Chesterton: ATC2

G.K. Chesterton's All Things Considered is proving to be so quotable that I'll need 3 posts to hit the highlights. Here's #2:

  • It is cheap to own a slave. And it is cheaper still to be a slave.
  • I heard Mr. Will Crooks put it perfectly the other day: "The most sacred thing is to be able to shut your own door."
  • The woman's world is a small one, perhaps, but she can alter it.
  • [T]here are some things that a man or a woman, as the case may be, wishes to do for himself or herself. He or she must do it inventively, creatively, artistically, individually—in a word, badly.

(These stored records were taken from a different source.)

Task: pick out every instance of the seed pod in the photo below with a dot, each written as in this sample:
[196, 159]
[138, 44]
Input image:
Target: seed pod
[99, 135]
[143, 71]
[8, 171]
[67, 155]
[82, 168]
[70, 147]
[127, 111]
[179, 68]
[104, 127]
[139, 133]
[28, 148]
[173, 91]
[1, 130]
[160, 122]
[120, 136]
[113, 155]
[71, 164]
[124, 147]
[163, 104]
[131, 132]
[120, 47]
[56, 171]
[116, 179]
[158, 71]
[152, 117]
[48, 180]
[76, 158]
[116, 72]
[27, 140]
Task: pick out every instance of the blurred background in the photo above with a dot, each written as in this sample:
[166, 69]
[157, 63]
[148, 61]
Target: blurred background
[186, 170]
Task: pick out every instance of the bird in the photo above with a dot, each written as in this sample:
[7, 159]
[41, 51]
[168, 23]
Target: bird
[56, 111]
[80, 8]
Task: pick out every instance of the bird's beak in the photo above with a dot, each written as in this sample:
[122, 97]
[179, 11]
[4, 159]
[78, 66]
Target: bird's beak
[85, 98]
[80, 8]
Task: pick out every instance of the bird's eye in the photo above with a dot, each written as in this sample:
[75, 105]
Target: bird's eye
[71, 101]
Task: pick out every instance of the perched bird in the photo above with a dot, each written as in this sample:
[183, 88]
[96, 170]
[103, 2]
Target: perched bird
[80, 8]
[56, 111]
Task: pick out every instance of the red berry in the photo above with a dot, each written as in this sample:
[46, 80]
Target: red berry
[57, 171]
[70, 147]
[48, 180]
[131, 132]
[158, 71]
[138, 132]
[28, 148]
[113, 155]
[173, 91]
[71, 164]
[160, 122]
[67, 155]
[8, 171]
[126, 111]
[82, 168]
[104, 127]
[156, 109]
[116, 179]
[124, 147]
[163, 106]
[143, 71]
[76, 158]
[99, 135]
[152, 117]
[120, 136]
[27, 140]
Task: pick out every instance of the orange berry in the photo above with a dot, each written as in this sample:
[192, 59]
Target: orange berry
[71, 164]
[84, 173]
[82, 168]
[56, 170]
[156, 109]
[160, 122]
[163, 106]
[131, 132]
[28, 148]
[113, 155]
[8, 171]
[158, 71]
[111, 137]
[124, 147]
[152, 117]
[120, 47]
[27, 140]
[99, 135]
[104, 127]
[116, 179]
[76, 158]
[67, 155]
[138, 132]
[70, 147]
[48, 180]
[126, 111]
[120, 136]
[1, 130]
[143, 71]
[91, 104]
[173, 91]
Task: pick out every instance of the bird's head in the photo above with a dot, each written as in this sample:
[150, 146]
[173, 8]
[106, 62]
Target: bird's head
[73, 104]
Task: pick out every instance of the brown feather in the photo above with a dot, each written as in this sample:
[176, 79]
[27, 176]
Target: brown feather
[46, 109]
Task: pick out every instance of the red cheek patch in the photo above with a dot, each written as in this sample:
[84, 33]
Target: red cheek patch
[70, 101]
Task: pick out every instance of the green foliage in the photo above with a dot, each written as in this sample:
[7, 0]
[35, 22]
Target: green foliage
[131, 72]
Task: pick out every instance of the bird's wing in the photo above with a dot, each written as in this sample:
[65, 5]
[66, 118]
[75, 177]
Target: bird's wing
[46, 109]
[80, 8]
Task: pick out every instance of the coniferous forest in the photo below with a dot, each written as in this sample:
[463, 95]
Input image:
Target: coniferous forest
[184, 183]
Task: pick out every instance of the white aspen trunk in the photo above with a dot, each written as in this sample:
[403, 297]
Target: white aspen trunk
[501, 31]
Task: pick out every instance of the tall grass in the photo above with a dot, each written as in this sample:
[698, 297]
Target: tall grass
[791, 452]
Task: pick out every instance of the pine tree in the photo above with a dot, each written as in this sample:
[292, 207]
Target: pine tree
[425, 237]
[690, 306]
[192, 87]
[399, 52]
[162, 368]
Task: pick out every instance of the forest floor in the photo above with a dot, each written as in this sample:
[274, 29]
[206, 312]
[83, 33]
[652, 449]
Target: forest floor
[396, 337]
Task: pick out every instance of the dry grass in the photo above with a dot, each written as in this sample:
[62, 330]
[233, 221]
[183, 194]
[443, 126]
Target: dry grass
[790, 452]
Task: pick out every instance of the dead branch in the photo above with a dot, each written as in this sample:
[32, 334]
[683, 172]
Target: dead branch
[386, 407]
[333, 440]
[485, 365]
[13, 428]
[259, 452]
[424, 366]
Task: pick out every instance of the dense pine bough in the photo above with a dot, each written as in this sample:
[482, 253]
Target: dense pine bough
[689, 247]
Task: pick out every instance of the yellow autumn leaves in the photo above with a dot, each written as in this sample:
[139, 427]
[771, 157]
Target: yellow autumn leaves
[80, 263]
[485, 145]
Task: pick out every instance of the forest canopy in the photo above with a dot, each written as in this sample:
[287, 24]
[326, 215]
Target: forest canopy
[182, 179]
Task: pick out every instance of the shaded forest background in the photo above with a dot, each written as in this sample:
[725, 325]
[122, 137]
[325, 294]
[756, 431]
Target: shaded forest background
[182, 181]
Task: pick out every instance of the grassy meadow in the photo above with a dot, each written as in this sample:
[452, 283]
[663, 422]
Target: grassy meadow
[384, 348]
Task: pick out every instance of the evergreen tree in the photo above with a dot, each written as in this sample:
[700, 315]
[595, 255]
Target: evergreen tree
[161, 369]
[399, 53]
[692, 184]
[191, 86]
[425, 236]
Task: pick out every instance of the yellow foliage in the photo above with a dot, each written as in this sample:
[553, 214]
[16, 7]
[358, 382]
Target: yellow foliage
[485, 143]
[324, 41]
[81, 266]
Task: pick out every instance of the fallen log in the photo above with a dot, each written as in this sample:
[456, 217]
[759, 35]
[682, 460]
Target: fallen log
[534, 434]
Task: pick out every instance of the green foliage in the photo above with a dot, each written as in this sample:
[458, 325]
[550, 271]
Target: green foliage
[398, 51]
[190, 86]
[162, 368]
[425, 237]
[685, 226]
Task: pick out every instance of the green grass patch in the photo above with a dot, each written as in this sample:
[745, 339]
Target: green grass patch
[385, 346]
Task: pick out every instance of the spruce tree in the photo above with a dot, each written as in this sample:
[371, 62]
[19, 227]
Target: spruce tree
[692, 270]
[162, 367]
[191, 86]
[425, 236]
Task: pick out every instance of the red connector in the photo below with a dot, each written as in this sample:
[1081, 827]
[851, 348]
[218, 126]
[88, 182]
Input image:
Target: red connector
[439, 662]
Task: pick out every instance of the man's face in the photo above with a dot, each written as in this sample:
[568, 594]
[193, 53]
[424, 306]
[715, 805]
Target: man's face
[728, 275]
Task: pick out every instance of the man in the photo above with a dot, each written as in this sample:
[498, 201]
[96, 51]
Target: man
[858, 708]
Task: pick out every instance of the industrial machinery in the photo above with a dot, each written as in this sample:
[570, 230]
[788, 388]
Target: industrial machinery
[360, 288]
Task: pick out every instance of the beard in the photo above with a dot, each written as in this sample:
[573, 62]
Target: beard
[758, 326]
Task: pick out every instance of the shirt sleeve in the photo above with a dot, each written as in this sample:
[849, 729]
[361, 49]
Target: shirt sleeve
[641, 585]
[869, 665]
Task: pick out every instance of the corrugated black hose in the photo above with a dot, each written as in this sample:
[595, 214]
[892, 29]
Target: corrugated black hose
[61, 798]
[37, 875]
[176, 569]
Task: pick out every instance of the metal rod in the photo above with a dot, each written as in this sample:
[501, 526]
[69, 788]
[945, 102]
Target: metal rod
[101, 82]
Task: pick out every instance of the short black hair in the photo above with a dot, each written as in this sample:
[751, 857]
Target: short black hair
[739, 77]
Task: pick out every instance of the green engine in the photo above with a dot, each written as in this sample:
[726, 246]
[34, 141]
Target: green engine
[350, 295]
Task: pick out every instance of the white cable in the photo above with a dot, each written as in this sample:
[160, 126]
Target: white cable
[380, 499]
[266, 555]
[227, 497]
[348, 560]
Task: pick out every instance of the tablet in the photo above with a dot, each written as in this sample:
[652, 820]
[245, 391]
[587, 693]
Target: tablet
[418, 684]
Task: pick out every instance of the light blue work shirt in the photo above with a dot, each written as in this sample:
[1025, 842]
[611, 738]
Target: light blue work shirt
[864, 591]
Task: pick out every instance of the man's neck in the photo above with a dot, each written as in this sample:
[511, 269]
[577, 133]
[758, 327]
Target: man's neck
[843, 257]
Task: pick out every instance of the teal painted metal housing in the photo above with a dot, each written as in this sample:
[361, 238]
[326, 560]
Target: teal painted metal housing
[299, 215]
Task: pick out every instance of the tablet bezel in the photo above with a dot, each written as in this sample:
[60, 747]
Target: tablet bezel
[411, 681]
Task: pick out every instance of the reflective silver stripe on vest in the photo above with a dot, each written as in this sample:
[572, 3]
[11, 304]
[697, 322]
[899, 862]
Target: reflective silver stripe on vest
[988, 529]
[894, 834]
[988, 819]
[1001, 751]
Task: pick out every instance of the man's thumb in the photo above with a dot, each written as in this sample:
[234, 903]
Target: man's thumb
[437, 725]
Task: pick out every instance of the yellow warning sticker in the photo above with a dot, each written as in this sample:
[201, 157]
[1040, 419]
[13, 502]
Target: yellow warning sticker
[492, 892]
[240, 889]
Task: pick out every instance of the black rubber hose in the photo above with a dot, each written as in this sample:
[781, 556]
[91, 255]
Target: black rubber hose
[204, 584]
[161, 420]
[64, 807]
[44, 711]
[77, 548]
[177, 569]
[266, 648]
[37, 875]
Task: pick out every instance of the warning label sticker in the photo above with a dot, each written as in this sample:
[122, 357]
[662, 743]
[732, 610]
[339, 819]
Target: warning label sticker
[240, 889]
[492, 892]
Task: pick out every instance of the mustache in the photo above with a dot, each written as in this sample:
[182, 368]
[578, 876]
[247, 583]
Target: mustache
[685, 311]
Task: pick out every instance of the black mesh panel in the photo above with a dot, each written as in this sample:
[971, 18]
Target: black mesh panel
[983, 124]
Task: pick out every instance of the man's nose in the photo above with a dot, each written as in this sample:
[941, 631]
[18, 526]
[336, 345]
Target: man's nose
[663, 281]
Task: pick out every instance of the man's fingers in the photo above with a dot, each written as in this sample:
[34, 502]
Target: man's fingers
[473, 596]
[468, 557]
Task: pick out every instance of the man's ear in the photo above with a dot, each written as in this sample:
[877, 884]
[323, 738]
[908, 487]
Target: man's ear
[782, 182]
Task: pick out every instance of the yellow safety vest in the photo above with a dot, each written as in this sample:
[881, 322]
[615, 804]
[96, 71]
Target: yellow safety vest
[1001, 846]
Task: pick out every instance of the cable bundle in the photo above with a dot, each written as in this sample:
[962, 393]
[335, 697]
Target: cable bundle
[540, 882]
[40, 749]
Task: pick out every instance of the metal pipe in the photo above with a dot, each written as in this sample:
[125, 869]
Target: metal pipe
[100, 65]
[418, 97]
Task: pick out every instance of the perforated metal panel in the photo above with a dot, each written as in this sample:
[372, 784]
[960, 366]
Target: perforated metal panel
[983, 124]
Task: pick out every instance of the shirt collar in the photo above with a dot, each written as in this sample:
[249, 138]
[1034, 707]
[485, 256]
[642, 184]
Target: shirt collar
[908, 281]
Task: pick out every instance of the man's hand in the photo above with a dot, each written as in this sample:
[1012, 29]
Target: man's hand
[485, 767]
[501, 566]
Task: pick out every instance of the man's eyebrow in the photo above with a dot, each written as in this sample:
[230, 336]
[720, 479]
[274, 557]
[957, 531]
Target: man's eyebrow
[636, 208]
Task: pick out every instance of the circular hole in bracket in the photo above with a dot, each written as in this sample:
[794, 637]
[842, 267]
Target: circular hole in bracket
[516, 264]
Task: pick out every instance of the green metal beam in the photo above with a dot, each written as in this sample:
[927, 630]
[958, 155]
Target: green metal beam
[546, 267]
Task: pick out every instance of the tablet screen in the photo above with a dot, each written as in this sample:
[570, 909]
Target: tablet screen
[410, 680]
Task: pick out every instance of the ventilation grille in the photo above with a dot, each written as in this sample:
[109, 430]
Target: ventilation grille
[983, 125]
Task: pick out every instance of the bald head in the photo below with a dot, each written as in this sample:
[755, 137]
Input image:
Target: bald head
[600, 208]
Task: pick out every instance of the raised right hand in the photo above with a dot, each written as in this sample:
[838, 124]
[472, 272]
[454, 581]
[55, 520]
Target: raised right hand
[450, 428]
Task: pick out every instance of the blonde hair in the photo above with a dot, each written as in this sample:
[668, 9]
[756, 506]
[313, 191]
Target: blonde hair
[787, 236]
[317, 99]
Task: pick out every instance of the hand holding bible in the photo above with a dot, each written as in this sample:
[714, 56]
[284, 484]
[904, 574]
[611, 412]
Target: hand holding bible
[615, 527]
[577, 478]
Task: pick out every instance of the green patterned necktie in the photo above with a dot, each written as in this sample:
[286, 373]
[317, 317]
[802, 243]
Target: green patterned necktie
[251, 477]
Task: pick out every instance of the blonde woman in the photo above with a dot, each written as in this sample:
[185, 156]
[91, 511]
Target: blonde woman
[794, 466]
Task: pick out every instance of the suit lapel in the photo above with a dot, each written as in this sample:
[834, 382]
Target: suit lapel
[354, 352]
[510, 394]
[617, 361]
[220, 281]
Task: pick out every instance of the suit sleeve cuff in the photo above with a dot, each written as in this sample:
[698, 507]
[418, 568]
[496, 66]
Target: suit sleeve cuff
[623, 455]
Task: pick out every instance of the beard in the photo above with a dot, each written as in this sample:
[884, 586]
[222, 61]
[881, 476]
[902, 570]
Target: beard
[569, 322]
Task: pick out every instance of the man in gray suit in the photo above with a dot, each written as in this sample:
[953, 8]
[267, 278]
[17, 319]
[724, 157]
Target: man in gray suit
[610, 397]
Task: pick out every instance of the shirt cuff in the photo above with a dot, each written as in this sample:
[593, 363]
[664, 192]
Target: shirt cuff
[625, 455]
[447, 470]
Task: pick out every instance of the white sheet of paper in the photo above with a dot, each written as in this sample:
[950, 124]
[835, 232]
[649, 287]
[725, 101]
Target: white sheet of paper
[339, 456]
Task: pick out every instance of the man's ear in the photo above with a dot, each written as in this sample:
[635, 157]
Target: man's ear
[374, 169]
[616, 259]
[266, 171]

  • It is the thing most common to humanity that is most veiled by humanity. It is exactly because we all know that it is there that we need not say that it is there.
  • All persons, as far as I know, on this earth receive money for what they do; the only difference is that some people, like the Irish members, do it.
  • The saints, the most exalted of human figures, were also the most local. It was exactly the men whom we most easily connected with heaven whom we also most easily connected with earth.
  • I certainly should not know if a soldier's sash were on inside out or his cap on behind before. But I should know uncommonly well that genuine professional soldiers do not talk like Adelphi villains and utter theatrical epigrams in praise of abstract violence.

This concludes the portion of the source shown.